The objective was to establish a public-private enterprise of micro-franchised mobile health workers that would extend healthcare throughout South Sudan to those who need it most.
Activities included development of:
1) A standardized training module for mobile health workers
2) A standardized kit and inventory of health supplies and products
3) A standardized, SMS-based inventory and patient contact management system.
Initial health worker training can be undertaken by hospital or clinic staff. The workers and their home-based clinics then earn a viable income, based on clients served and products sold. Additional revenues can be generated from contracts with NGOs or donors for implementing public health campaigns.
Working with BRAC South Sudan, the Ministry of Health and the South Sudan Physicians Organization, the project team successfully developed a financially sustainable social enterprise model to support CHWs.

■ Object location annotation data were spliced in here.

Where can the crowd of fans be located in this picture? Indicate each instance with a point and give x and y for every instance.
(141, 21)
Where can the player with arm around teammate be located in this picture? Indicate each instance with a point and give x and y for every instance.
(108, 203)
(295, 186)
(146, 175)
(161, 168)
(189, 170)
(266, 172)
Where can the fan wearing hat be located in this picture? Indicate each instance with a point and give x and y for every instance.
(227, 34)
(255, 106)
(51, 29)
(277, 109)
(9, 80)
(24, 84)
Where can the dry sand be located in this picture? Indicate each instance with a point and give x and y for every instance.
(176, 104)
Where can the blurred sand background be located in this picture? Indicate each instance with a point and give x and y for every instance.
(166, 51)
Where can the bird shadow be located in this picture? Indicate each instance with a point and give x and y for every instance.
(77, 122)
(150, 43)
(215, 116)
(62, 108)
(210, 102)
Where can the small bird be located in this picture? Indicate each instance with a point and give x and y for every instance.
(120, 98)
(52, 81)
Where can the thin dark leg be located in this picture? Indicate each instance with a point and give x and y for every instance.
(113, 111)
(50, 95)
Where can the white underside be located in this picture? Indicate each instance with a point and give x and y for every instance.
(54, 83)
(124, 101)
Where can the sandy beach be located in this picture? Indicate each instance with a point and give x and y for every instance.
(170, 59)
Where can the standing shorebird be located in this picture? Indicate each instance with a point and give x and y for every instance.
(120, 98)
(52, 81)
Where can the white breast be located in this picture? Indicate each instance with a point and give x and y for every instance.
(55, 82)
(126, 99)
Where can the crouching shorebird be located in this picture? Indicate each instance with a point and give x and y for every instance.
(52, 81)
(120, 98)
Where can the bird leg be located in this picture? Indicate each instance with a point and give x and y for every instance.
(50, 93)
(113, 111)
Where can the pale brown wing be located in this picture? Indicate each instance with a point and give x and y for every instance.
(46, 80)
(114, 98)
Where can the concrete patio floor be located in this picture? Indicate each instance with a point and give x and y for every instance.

· Successfully piloted a social enterprise model, with 200 BRAC CHWs who sold medicines and health products door-to-door to generate income
· Piloted a social enterprise model where six CHWs were trained and based at a public-private partnership clinic run by the South Sudan Physician’s organization
· Piloted a mobile clinic where two CHWs and one nurse accessed unserved villages in a small, three-wheeled motor vehicle on regularly scheduled days
· Laid the groundwork for a pilot project where subsistence farmers could pay for the services and medicines provided by BRAC CHWs with agricultural commodities.
With 200 BRAC CHWs operating as micro-franchised social entrepreneurs, an estimated 100,000 individuals have benefitted (each CHW serves 500 individuals).
The Stars in Global Health grant enabled the project team to lay the foundation for attracting $1 million in additional funding from the International Development Research Centre (IDRC), Global Affairs Canada and the Canadian Institutes of Health Research, as part of their Innovating for Maternal and Child Health initiative.
These resources will facilitate research into the best way to optimize the mix of financial and non-financial incentives for CHWs, including conducting a randomized controlled trial.